Erst entkernen, dann abreißen

Saarbrücken. Der Absperrzaun steht schon. Gestern hat die Stadt außerdem die Schifferstraße gesperrt. Damit startete die Verwaltung die Vorbereitungen für den Abriss des alten und schon lange Zeit leer stehenden Hauses Drescher an der Berliner Promenade. Der Polier der Baustelle war gestern noch allein am Werk und richtete die Absperrungen ein, bevor es jetzt ans Eingemachte geht

Saarbrücken. Der Absperrzaun steht schon. Gestern hat die Stadt außerdem die Schifferstraße gesperrt. Damit startete die Verwaltung die Vorbereitungen für den Abriss des alten und schon lange Zeit leer stehenden Hauses Drescher an der Berliner Promenade.Der Polier der Baustelle war gestern noch allein am Werk und richtete die Absperrungen ein, bevor es jetzt ans Eingemachte geht. In den ersten Wochen werden die Saarbrücker von außen noch nicht viel sehen, denn zunächst wird das Gebäude entkernt. Das Drescher-Haus mit der Postadresse Berliner Promenade 5 soll in acht Wochen nicht mehr stehen. Zunächst wird nur im Haus gearbeitet. In den Ausschreibungsunterlagen der Stadt Saarbrücken steht, dass das Haus "zum einen aus einem fünfgeschossigen Baukörper entlang der Promenade aus den 60er Jahren" besteht sowie aus einem dreigeschossigen "Vorkriegsbaukörper" entlang der Schifferstraße.

Ein Abrissunternehmen aus Neunkirchen hat nun den Zuschlag erhalten und wird heute nach einer ersten Baubesprechung mit den Innenarbeiten beginnen. Dabei werden auch Proben entnommen, um sie auf Schadstoffe zu untersuchen. Denn die Arbeiter werden nach Aussage der Stadtpressestelle zunächst Teppiche und Möbel entsorgen.

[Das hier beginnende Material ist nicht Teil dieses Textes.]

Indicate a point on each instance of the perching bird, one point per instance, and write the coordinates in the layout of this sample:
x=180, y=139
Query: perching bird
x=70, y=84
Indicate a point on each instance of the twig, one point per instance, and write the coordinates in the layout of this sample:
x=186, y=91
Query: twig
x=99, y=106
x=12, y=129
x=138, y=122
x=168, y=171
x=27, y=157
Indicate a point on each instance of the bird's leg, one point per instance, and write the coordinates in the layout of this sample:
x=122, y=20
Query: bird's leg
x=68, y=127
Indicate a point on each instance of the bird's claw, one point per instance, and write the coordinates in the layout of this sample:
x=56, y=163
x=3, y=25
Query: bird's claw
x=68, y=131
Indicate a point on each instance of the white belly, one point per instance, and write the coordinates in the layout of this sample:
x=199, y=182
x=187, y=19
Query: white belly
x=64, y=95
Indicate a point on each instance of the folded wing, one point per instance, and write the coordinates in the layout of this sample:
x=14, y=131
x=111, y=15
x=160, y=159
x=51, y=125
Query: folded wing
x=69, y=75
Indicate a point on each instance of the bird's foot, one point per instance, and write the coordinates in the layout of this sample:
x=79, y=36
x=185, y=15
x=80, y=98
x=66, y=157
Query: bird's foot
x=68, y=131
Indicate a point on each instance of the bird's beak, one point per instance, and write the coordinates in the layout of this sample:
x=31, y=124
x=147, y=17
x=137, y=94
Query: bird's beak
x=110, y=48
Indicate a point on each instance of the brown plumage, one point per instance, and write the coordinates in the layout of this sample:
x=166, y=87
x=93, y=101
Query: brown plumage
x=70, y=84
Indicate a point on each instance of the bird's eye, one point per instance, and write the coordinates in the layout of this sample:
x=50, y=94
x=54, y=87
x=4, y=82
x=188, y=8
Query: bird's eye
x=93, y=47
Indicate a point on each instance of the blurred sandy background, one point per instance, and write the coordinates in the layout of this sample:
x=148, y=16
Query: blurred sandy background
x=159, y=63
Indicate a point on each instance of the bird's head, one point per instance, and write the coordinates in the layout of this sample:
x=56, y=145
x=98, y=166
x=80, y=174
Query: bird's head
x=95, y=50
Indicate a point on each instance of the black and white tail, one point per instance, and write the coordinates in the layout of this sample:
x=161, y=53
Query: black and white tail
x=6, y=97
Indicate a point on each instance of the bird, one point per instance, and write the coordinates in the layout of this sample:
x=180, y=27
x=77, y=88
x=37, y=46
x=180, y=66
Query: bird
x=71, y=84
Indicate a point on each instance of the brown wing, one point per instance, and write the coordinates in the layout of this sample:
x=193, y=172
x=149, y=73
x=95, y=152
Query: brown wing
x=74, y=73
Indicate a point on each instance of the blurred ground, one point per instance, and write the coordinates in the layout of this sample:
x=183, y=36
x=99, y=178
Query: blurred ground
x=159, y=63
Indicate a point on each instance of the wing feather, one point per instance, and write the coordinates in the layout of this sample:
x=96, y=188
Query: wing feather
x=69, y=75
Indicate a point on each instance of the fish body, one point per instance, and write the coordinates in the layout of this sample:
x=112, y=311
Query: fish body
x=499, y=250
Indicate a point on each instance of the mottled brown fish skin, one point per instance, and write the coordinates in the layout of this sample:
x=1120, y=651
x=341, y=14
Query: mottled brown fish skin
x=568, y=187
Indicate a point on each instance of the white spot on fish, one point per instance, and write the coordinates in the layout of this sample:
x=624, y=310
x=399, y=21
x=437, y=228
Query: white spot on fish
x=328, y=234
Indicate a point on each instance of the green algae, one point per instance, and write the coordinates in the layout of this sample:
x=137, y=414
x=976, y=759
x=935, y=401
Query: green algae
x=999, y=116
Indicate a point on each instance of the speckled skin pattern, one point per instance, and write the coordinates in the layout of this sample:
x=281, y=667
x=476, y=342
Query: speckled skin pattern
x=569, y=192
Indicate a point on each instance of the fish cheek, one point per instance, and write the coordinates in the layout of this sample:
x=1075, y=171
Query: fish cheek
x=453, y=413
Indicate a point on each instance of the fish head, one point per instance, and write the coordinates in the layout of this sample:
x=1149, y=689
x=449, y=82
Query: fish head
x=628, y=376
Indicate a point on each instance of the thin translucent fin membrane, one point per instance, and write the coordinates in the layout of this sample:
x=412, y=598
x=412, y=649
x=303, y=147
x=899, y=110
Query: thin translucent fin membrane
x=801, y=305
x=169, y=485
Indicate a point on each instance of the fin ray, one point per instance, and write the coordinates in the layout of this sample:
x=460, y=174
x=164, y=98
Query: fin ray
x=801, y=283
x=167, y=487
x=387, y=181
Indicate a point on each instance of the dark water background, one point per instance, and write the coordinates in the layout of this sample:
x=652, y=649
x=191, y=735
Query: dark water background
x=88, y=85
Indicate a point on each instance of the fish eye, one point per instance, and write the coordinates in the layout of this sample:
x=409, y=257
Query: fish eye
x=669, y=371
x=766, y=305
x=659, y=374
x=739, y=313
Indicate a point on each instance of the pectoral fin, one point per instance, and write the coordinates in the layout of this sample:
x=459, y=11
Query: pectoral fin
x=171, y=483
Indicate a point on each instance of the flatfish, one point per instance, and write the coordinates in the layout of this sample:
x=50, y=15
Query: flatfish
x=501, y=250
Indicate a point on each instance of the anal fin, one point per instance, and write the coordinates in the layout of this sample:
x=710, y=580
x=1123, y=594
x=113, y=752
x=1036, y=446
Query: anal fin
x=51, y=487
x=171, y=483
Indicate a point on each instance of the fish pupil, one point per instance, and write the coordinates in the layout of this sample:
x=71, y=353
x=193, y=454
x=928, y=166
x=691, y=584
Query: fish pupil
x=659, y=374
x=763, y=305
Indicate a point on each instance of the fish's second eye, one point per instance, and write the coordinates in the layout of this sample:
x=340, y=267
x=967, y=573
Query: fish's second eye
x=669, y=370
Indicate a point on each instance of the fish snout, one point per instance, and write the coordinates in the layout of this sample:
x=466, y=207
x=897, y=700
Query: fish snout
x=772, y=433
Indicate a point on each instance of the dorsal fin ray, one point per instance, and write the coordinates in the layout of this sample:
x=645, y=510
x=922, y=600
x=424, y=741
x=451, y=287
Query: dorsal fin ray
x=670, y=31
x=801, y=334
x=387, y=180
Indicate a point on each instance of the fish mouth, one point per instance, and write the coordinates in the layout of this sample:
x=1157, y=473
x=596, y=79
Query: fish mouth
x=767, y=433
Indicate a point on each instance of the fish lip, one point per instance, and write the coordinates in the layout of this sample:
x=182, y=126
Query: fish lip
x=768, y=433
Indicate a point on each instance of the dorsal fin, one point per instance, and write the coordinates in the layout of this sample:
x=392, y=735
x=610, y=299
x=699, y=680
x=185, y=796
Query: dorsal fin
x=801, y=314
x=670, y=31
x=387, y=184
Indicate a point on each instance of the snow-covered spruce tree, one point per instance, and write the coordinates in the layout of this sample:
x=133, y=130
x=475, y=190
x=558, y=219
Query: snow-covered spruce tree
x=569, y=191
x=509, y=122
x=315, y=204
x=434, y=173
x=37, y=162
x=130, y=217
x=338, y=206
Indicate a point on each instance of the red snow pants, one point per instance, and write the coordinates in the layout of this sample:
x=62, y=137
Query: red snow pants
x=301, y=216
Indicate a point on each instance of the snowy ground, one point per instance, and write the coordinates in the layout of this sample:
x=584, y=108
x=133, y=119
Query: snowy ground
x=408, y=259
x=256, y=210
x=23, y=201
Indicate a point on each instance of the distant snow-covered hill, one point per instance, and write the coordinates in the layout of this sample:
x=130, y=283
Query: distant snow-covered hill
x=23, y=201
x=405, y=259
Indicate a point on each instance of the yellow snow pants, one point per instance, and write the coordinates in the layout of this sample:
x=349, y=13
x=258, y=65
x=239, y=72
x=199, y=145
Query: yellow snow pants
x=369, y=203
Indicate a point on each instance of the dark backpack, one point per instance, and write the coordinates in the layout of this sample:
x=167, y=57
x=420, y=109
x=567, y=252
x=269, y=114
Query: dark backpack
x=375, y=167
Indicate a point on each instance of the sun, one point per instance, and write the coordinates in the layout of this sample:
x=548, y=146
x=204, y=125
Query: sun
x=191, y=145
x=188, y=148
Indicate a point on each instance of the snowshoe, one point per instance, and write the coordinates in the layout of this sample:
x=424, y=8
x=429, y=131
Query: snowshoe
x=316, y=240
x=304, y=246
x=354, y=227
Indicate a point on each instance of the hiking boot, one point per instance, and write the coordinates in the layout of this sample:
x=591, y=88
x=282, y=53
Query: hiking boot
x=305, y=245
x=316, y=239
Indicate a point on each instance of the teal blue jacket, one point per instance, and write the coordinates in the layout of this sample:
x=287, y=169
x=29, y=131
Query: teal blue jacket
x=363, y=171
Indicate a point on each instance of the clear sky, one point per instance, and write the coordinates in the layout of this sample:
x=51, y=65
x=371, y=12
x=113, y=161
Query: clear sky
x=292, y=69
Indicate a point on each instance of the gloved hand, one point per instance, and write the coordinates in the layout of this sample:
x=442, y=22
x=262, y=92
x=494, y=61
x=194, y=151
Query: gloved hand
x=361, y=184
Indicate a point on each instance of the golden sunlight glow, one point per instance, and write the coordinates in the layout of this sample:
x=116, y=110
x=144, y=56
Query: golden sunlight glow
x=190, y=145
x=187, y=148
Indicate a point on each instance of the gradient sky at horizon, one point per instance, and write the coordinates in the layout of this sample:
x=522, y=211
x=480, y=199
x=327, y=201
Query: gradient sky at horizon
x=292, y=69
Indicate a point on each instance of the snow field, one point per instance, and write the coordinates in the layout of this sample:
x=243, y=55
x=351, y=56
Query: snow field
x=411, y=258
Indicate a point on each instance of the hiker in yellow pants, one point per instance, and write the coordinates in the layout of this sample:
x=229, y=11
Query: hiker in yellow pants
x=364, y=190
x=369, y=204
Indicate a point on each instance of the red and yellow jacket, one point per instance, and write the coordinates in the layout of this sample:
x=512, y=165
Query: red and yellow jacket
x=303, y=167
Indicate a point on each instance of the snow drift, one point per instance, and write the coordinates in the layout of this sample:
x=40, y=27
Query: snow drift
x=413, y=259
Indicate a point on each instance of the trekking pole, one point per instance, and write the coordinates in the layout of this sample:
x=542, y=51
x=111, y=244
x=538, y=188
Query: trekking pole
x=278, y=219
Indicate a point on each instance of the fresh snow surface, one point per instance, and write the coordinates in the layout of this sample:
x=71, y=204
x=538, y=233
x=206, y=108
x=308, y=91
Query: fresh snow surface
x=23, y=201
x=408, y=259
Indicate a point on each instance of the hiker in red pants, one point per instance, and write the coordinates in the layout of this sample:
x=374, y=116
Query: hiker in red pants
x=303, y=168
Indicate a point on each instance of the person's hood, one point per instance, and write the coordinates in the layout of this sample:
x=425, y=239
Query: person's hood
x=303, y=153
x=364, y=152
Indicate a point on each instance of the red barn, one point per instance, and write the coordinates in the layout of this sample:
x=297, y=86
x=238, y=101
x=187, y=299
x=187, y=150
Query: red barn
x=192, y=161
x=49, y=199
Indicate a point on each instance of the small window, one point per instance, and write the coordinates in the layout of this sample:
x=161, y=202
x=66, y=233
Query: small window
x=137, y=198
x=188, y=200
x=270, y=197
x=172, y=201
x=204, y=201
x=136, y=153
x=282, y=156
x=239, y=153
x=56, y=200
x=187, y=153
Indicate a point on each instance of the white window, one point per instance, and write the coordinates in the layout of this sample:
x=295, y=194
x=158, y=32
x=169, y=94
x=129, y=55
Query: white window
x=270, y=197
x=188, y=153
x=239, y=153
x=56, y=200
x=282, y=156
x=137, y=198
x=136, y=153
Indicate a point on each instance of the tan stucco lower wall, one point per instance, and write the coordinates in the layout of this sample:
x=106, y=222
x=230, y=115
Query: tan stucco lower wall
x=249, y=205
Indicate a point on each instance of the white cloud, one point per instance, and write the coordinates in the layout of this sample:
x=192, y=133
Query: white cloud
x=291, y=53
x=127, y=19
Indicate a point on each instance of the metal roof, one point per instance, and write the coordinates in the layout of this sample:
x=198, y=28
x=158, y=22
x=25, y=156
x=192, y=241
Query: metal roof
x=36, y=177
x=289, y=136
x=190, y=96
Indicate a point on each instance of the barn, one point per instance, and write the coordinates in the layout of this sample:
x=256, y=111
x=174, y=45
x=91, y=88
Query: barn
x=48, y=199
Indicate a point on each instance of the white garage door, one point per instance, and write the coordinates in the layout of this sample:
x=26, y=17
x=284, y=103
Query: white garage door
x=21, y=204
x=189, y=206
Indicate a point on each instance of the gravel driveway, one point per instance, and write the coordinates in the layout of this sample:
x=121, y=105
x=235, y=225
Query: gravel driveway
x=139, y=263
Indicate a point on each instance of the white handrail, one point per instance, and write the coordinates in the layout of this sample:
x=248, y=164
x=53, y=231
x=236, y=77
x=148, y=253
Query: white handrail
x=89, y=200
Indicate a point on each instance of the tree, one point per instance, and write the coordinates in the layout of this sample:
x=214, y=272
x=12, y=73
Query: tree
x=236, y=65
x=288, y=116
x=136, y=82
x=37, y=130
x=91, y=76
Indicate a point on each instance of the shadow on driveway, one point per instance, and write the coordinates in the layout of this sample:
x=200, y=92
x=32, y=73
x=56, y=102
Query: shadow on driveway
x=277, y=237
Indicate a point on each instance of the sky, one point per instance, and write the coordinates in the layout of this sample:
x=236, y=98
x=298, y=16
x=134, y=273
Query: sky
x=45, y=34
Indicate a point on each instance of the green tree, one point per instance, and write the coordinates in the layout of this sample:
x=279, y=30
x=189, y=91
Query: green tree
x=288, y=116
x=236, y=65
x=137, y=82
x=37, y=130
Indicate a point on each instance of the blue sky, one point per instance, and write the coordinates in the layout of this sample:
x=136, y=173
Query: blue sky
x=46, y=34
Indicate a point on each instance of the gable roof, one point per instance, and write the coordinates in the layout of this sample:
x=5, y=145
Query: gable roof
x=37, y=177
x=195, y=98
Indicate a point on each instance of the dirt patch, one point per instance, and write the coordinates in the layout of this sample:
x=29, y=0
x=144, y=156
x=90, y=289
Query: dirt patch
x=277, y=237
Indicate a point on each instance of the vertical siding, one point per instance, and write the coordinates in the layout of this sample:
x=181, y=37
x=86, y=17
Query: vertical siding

Müll- und Wertstoffcontainer werden dazu in die Schifferstraße gestellt.

Vier Wochen dauert das, dann rücken die Arbeiter mit schweren Maschinen an, um das Drescher-Haus abzureißen. Bis August sollen sie fertig sein. Der Abriss ist der erste Schritt zur Neugestaltung der Schifferstraße. Dort soll unter anderem ein überdachter moderner Platz entstehen.

An der Berliner Promenade wird derzeit eifrig am Auslauf des Sulzbachs in die Saar gearbeitet. Derzeit fließt der Verkehr - mit einer Ampel geregelt - über eine kleine Behelfsbrücke, während die Arbeiter an der neuen Brücke über den Sulzbach Stahlträger einziehen, teilt die Stadtpressestelle mit. Die Arbeiten sind knifflig, denn der Sulzbach führt nach den Regenfällen viel Wasser, und die Arbeiter haben die Strömung immer unter sich.

Die Schifferstraße ist in einem sehr schlechten Zustand.

Der neue Kiosk an der großen Treppe, die bereits Gestalt angenommen hat, bekommt nach Informationen der Stadt die erste Zwischendecke. Später kommt ein weiteres Geschoss dazu. Die Pressestelle teilt weiter mit, die Arbeiten lägen "voll im Zeitplan", und das geplante Budget von 26 Millionen Euro werde eingehalten. Die Arbeiten an der Freitreppe und am Ufer sollen im Frühjahr 2012 abgeschlossen sein.